Obwohl der Bericht des Rechnungsprüfungsamtes noch nicht vorlag, wurden wesentliche strukturelle Veränderungen beim Klinikum Stuttgart vorgenommen. Der Geschäftsführer wurde entlassen, kommissarisch ein neuer eingesetzt. Eine Mitarbeiterin, die zuvor mit dem Controlling beauftragt war und eine Mitverantwortung für das Debakel trägt, verblieb im Direktorium. Dass die Klinikstruktur nun insgesamt überarbeitet werden soll, ist zu begrüßen, nicht jedoch, dass man offenkundig die ärztlichen Direktoren ohne Rücksprache mit dem Krankenhausausschuss bereits mit einem favorisierten Konstrukt in Kenntnis gesetzt hat.

Wir fragen aus diesem Grunde:

1. Wer trägt die Verantwortung für die Libyen-Geschäfte

wer hat die Verhandlungen geführt?

Wer hat dem Projekt zugestimmt?

Welche Sicherheiten gab es?

wer hat den Vertrag geschlossen?

Was war der genaue Inhalt des Vertrages?

Wer war für die Logistik verantwortlich?

Wer war für die Rechnungsstellung verantwortlich?

Wer war für das Controlling verantwortlich?

Warum wurden die Forderungen, entgegen den Grundsätzen ordnungsgemäßer Buchführung, erst jetzt (nach dem Wechsel der Wirtschaftsprüfungsgesellschaft) abgeschrieben, obwohl nach Auskunft der Baden-Württembergischen Krankenhausgesellschaft die Probleme mit libyschen Patienten seit Jahren bekannt sind?

Wurde die Werthaltigkeit der Forderungen durch die vorherigen Wirtschaftsprüfer geprüft? Falls ja (diese Prüfungen sind normalerweise Standard), wurde die Betriebsleitung auf den erheblichen Wertberichtigungsbedarf hingewiesen?

Der oben erwähnte Rückstau an nicht erledigten MDK-Anfragen deutet auf erhebliche Risiken an zukünftigen Forderungsausfällen hin. Sind diese ausreichend in der Bilanz berücksichtigt oder bestehen hier durch "optimistische" Bewertung noch ein weitere Bilanzrisiken?

2. Wer trägt die Verantwortung für die Personalpolitik?

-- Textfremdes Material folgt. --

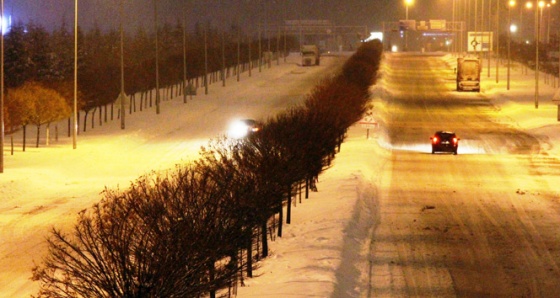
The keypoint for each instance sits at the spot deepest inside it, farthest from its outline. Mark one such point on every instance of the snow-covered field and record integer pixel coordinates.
(323, 251)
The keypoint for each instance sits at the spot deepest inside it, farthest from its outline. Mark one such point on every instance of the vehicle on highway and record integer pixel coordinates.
(243, 127)
(445, 141)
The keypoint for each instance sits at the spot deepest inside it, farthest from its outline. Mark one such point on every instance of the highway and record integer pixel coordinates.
(483, 223)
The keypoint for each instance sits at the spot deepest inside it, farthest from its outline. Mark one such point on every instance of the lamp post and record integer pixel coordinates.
(407, 3)
(123, 95)
(540, 6)
(75, 126)
(2, 88)
(157, 58)
(511, 4)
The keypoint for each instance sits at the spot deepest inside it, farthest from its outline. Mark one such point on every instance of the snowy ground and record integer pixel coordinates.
(322, 253)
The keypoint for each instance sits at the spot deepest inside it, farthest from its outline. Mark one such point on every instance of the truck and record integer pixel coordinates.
(310, 55)
(468, 74)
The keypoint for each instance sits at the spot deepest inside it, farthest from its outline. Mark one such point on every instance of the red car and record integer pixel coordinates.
(445, 141)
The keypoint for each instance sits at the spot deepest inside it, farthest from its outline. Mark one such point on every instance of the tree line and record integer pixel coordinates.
(41, 62)
(197, 230)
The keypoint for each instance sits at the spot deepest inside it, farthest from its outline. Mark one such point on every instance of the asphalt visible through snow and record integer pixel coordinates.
(483, 223)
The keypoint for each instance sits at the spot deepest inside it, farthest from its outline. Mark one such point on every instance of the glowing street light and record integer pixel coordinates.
(2, 88)
(75, 126)
(511, 4)
(407, 3)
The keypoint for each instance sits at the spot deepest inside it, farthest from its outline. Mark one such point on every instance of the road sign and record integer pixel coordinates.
(368, 122)
(479, 41)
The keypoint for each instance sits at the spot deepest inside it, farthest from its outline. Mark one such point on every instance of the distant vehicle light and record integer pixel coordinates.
(242, 128)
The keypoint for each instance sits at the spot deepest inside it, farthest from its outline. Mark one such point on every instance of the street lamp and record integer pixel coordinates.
(407, 3)
(2, 87)
(123, 94)
(75, 128)
(511, 4)
(538, 15)
(157, 58)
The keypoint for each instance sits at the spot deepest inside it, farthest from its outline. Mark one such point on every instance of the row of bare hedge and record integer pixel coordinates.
(197, 230)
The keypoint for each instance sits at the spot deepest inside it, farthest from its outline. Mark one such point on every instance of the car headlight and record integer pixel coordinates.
(238, 130)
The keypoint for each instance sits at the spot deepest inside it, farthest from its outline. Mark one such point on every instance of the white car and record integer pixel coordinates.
(243, 127)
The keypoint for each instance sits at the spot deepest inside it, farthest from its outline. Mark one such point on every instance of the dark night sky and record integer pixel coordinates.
(105, 13)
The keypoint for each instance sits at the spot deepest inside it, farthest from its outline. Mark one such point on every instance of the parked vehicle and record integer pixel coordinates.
(310, 55)
(243, 127)
(445, 141)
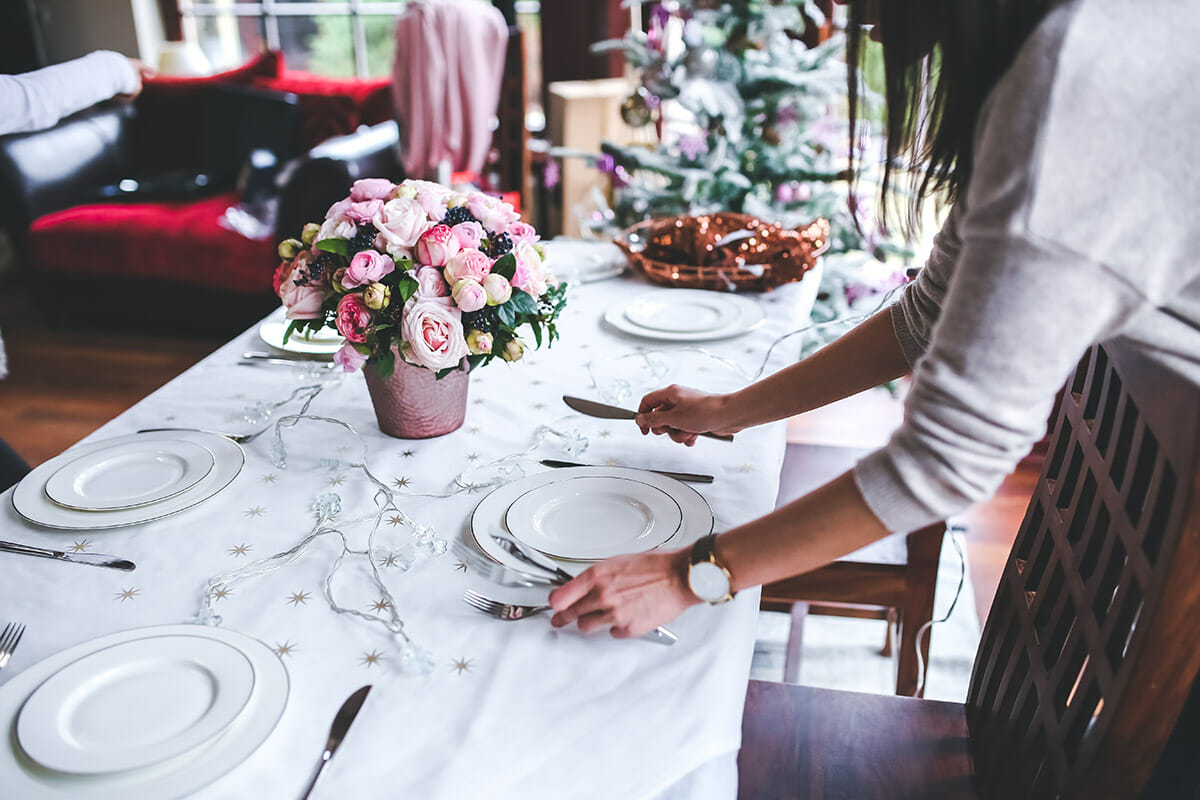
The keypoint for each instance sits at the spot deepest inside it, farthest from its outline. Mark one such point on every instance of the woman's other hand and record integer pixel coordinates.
(630, 595)
(683, 414)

Warum werden mehr Personen eingestellt trotz sinkender Gewinne?

Welche Doppelstrukturen bestehen im Klinikum Stuttgart?

3. Wie ist die Verantwortlichkeit des Krankenhausbürgermeisters Wölfle?

Seit wann hate er Kenntnis vom Libyen-Geschäft?

Welche Konsequenzen zog er aus seinen Erkenntnissen?

Hat der Bürgermeister zeitgerecht den Krankenhausausschuss informiert?

Waren diese Informationen vollständig?

Wie ist die jetzige "International Unit", die für die Behandlung ausländischer Patienten zuständig ist, organisiert? Bestehen Außenstände aus der Behandlung ausländischer Patienten? Falls ja, in welcher Höhe und wie sieht die Altersstruktur der Forderungen aus?